Die Single Connection als Auftakt ist so ein Beispiel. Es geht ums Feiern, das in schweren Zeiten tatsächlich ein Trost sein kann, der Beat ist simpel, die Geschichte auch. Das Lied war schon nach wenigen Stunden im Kasten, aber man hätte sich gewünscht, dass dem guten Refrain mit etwas mehr Mühe auch noch eine brauchbare Strophe zur Seite gestellt wird, statt dass sie nun die Wirkung des Songs ausbremst. Auch 25 ist halbwegs gelungen, hätte aber auch etwas mehr Politur vertragen können, ebenso wie das vom Klavier geprägte Closer, das wie Coldplay ohne Zauber klingt.
Gelegentlich gibt es auf dem Album gute Ideen wie die Melodieführung im funky Modern Days oder das ebenso verträumte wie unerwartete Ende von Cold Heart, dessen Kinderchor man wirklich nicht hätte kommen sehen. Sailing On A Dream, das kurz David Bowie zitiert und auch mit dem Saxofon und dem recht ruppigen Bass in diese Richtung weist, ist immerhin eine gelungene Hommage, Oasis kommt mit der unnachahmlichen Gitarre und der hübschen Zeile „You make this place feel like an oasis“ dem Ziel nahe, ein paar typische Kooks-Momente einzufangen. „Die Band hat ja viele ganz unterschiedliche Alben gemacht, aber trotzdem haben wir schon einen eigenen Style.
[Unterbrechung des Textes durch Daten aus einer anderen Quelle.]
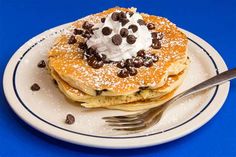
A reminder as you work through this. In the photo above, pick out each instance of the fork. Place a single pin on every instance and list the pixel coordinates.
(144, 120)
Entscheidend war dieses Mal, einfach vor nichts wegzulaufen: Wir wollten einfach machen, was wir halt machen – nur noch besser, erweitert um ein paar frische Ansätze“, sagt Pritchard dazu.
Der akustische Album-Abschluss Without A Doubt (feat. Neiked) erweist sich aber als das einzige Lied, in dem der Ansatz, mehr Freiheit zu wagen und Unnötiges wegzulassen, wirklich funktioniert. Der Song wird rund um die Zeile „Without a doubt you’re the best thing in my life“ zart und innig. Dem Rest von 10 Tracks To Echo In The Dark hört man den Anspruch an, etwas Besonderes zu machen, aber es gibt nichts, was dabei richtig zündet, strahlt oder berührt.